Some folks were grumbling and rumbling about this New York Times article by philosophy professor Peter Atterton.

I don’t think it’s such a bad article. In fact, I thought it was a good article. It was well written, clear and accessible. It’s the sort of article philosophers should write.

Philosopher Atterton basically concludes that the Western Christian concept of God is impossible because if God is morally perfect he cannot experience evil, but if he is omniscient then he would not only know, but experience moral evil. He summarizes thus:

It might be argued, of course, that this is precisely what distinguishes humans from God. Human beings are inherently sinful whereas God is morally perfect. But if God knows everything, then God must know at least as much as human beings do. And if human beings know what it is like to want to inflict pain on others for pleasure’s sake, without any other benefit, then so does God. But to say that God knows what it is like to want to inflict pain on others is to say that God is capable of malicious enjoyment.

However, this cannot be true if it really is the case that God is morally perfect. A morally perfect being would never get enjoyment from causing pain to others. Therefore, God doesn’t know what it is like to be human. In that case He doesn’t know what we know. But if God doesn’t know what we know, God is not all knowing, and the concept of God is contradictory. God cannot be both omniscient and morally perfect. Hence, God could not exist.

Yes, but the underlying problem here is that philosopher Atterton is dissecting God according to human reason and logic. He concludes by bouncing back to Pascal who abandoned human reason for mystical knowledge of God.

It is logical inconsistencies like these that led the 17th-century French theologian Blaise Pascal to reject reason as a basis for faith and return to the Bible and revelation. It is said that when Pascal died his servant found sewn into his jacket the words: “God of Abraham, God of Isaac, God of Jacob — not of the philosophers and scholars.” Evidently, Pascal considered there was more “wisdom” in biblical revelation than in any philosophical demonstration of God’s existence and nature — or plain lack thereof.

I like that. Sort of. Certainly mystics like Pascal and Julian of Norwich have shed much more light on the mysteries of God’s providence and power than the philosophers alone. However, just as philosophical logic chopping is not enough on its own, neither is mystical experience sufficient on its own. As Pope St John Paul the Great asserted in Fides et Ratio reason and faith work together.

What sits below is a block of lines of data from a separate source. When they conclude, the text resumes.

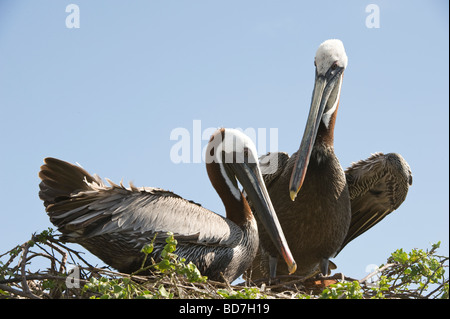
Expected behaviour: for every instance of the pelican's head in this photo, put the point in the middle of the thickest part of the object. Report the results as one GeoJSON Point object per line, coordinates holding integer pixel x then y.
{"type": "Point", "coordinates": [329, 53]}
{"type": "Point", "coordinates": [330, 62]}
{"type": "Point", "coordinates": [231, 157]}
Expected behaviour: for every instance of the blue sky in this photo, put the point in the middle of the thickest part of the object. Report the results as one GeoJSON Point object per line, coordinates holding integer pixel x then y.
{"type": "Point", "coordinates": [109, 94]}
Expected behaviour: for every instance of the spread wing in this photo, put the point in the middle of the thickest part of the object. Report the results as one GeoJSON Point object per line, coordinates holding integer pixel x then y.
{"type": "Point", "coordinates": [377, 187]}
{"type": "Point", "coordinates": [82, 206]}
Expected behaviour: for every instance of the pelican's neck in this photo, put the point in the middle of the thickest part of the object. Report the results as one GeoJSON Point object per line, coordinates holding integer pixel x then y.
{"type": "Point", "coordinates": [236, 206]}
{"type": "Point", "coordinates": [325, 133]}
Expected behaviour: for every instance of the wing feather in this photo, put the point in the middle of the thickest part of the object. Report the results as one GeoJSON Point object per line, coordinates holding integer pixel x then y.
{"type": "Point", "coordinates": [377, 187]}
{"type": "Point", "coordinates": [96, 209]}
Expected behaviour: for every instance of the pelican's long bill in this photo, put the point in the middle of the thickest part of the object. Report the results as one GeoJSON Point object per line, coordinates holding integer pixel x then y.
{"type": "Point", "coordinates": [323, 87]}
{"type": "Point", "coordinates": [249, 175]}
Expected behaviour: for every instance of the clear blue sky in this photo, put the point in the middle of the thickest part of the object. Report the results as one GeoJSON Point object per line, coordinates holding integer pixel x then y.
{"type": "Point", "coordinates": [109, 94]}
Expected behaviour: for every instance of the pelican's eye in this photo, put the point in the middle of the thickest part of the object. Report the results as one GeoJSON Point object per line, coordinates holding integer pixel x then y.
{"type": "Point", "coordinates": [334, 66]}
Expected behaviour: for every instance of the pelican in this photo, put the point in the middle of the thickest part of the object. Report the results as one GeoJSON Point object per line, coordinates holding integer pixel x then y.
{"type": "Point", "coordinates": [114, 222]}
{"type": "Point", "coordinates": [320, 207]}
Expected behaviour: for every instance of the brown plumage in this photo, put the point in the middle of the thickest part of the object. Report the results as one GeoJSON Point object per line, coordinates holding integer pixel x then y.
{"type": "Point", "coordinates": [114, 222]}
{"type": "Point", "coordinates": [329, 208]}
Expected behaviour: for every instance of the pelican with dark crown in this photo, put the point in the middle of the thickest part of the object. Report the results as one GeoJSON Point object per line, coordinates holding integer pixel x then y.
{"type": "Point", "coordinates": [114, 222]}
{"type": "Point", "coordinates": [320, 207]}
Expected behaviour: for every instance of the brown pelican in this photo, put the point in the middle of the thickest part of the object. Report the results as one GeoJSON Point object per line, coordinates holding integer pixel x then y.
{"type": "Point", "coordinates": [320, 207]}
{"type": "Point", "coordinates": [114, 222]}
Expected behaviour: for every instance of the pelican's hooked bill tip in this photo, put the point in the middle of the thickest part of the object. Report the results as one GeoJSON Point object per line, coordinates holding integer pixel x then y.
{"type": "Point", "coordinates": [292, 268]}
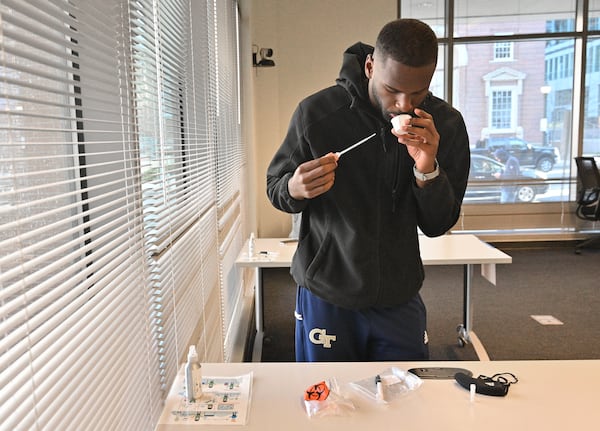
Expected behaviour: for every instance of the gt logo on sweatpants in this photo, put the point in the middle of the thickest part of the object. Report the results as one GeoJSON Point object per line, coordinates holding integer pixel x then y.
{"type": "Point", "coordinates": [319, 336]}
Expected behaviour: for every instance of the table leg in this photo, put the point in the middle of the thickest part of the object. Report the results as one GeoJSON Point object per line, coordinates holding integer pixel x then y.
{"type": "Point", "coordinates": [466, 334]}
{"type": "Point", "coordinates": [464, 329]}
{"type": "Point", "coordinates": [259, 311]}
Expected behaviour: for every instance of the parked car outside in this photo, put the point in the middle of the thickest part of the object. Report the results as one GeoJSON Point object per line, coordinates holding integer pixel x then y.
{"type": "Point", "coordinates": [537, 156]}
{"type": "Point", "coordinates": [485, 187]}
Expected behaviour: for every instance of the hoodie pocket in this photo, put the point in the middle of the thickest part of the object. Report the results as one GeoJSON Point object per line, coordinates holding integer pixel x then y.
{"type": "Point", "coordinates": [320, 256]}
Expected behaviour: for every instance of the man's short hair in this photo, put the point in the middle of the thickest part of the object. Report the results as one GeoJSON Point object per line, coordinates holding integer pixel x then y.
{"type": "Point", "coordinates": [408, 41]}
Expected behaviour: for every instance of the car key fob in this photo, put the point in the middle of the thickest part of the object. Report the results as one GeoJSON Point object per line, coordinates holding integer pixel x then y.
{"type": "Point", "coordinates": [438, 372]}
{"type": "Point", "coordinates": [483, 385]}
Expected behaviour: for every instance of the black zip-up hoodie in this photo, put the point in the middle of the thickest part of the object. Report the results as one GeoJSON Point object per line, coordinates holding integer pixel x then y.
{"type": "Point", "coordinates": [358, 244]}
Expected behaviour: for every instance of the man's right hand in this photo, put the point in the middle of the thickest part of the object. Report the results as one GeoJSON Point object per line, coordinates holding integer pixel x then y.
{"type": "Point", "coordinates": [313, 178]}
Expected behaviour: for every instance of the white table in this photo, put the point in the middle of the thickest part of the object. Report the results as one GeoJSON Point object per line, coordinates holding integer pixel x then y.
{"type": "Point", "coordinates": [550, 396]}
{"type": "Point", "coordinates": [454, 249]}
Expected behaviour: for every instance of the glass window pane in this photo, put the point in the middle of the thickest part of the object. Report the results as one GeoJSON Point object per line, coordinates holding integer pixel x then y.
{"type": "Point", "coordinates": [522, 106]}
{"type": "Point", "coordinates": [432, 12]}
{"type": "Point", "coordinates": [491, 18]}
{"type": "Point", "coordinates": [594, 15]}
{"type": "Point", "coordinates": [591, 125]}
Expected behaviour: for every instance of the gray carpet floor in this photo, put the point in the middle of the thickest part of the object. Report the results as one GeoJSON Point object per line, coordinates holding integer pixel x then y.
{"type": "Point", "coordinates": [542, 281]}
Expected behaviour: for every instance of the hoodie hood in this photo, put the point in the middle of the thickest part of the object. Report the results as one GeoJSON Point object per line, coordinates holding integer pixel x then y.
{"type": "Point", "coordinates": [352, 74]}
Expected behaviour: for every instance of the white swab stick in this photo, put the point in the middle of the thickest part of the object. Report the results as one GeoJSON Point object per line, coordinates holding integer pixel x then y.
{"type": "Point", "coordinates": [351, 147]}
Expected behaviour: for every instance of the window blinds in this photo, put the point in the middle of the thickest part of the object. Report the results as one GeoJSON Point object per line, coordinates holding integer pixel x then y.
{"type": "Point", "coordinates": [114, 227]}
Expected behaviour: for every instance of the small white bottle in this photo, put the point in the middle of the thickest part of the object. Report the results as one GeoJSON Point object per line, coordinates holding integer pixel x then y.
{"type": "Point", "coordinates": [193, 377]}
{"type": "Point", "coordinates": [251, 246]}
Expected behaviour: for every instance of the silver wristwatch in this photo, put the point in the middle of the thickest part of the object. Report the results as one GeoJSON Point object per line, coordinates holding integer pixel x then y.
{"type": "Point", "coordinates": [426, 177]}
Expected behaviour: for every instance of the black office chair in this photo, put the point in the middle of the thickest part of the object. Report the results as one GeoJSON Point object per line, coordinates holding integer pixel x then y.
{"type": "Point", "coordinates": [588, 198]}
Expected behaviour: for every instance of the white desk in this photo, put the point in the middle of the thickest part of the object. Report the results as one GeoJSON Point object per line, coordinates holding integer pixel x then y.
{"type": "Point", "coordinates": [550, 396]}
{"type": "Point", "coordinates": [455, 249]}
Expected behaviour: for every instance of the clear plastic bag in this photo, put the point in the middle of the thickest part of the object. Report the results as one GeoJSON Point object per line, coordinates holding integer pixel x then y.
{"type": "Point", "coordinates": [395, 383]}
{"type": "Point", "coordinates": [325, 399]}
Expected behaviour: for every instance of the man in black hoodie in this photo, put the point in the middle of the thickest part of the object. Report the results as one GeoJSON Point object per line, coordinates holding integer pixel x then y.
{"type": "Point", "coordinates": [358, 265]}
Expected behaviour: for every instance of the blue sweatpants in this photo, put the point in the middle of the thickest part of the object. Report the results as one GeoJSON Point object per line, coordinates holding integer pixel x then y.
{"type": "Point", "coordinates": [325, 332]}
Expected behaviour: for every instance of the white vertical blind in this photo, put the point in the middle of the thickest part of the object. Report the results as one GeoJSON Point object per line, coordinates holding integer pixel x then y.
{"type": "Point", "coordinates": [119, 204]}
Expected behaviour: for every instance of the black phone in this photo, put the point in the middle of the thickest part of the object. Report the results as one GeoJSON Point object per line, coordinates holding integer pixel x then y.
{"type": "Point", "coordinates": [438, 372]}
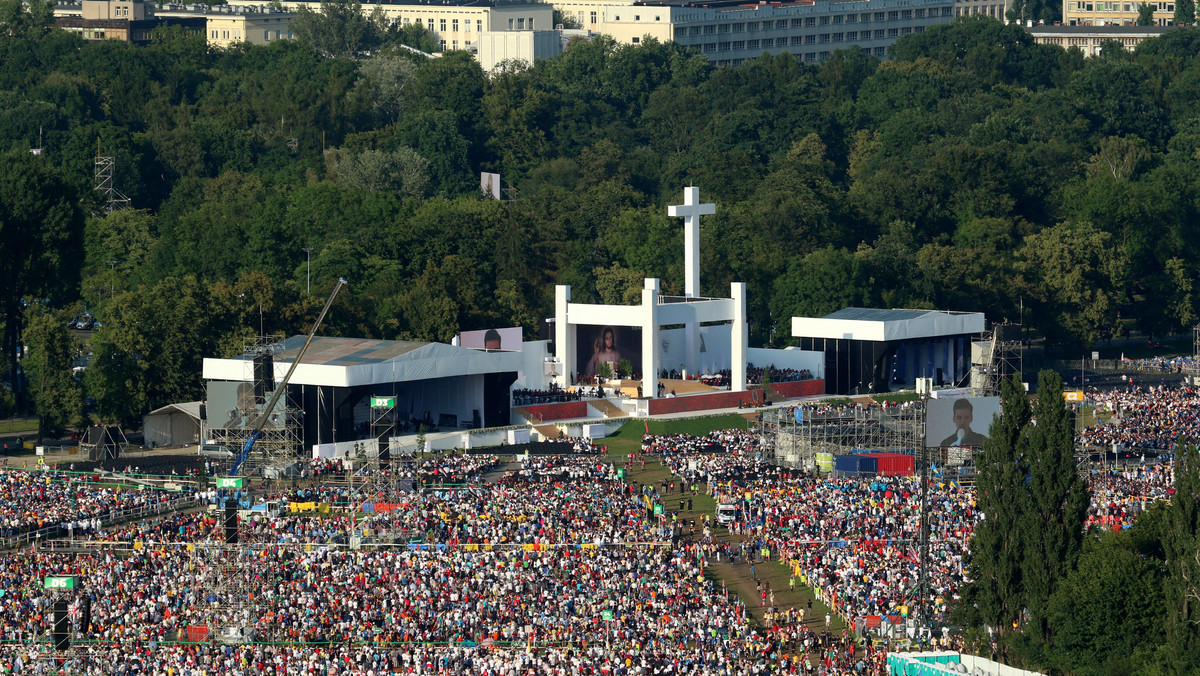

It takes two wings to fly.

So what about this problem that God cannot understand sadism and is therefore not omniscient or if he does understand sadism he is not morally perfect.

Come now. Philosophy may be balanced by mystical experience, but it can also be balanced by common sense.

One can understand an evil best by fully understanding the good from which it is derived. If we follow Augustine and Aquinas’ understanding of evil, then all evil is, at heart, either an absence of good or the distortion and destruction of a good. Because God is morally perfect and omniscient he therefore understands goodness completely. That complete and full understanding of goodness includes a full understanding of evil just as a full understanding of light includes a full understanding of darkness.

Because God fully understands human pleasure and desire he also fully understands the distortion of that desire into evil. In fact, he understands the evil completely because he understands and knows the good.

Let us take, for example, a sadistic child murderer. Let us imagine a man who kidnaps, tortures, rapes and then kills little girls before slowly killing them. Let us imagine that this monster is sexually gratified in his depravity.

Philosopher says, “But to say that God knows what it is like to want to inflict pain on others is to say that God is capable of malicious enjoyment.”

This is faulty. To understand something is to know it most completely, but to understand something is not the same thing as experiencing it. God fully understands the desire in the murderer and he fully understands how that desire for something good (sexual fulfillment, the attraction of innocence, the beauty of  a child, the proper love of power) have been distorted and twisted. In fact he understands it far more than the murderer himself does. This knowledge fulfills both his moral perfection and his omniscience at the same time.

Finally, Atterton ignore the incarnation of Christ:

(I shall here ignore the argument that God knows what it is like to be human through Christ, because the doctrine of the Incarnation presents us with its own formidable difficulties: Was Christ really and fully human? Did he have sinful desires that he was required to overcome when tempted by the devil? Can God die?)

It is hardly fair for Atterton to critique the Christian understanding of God if he is not prepared to consider the full Christian explanation. The incarnation is the ultimate answer to God’s sympathy with humanity. To criticize Christianity but avoid the very answer Christianity proposes is too easy a dodge. In the end he hasn’t criticized Christianity at all, but a concept of God which is no more than philosophical speculation.

Criticizing the Christian concept of God while tiptoeing around Jesus Christ is like criticizing Beethoven’s fifth symphony for not being a cheeseburger.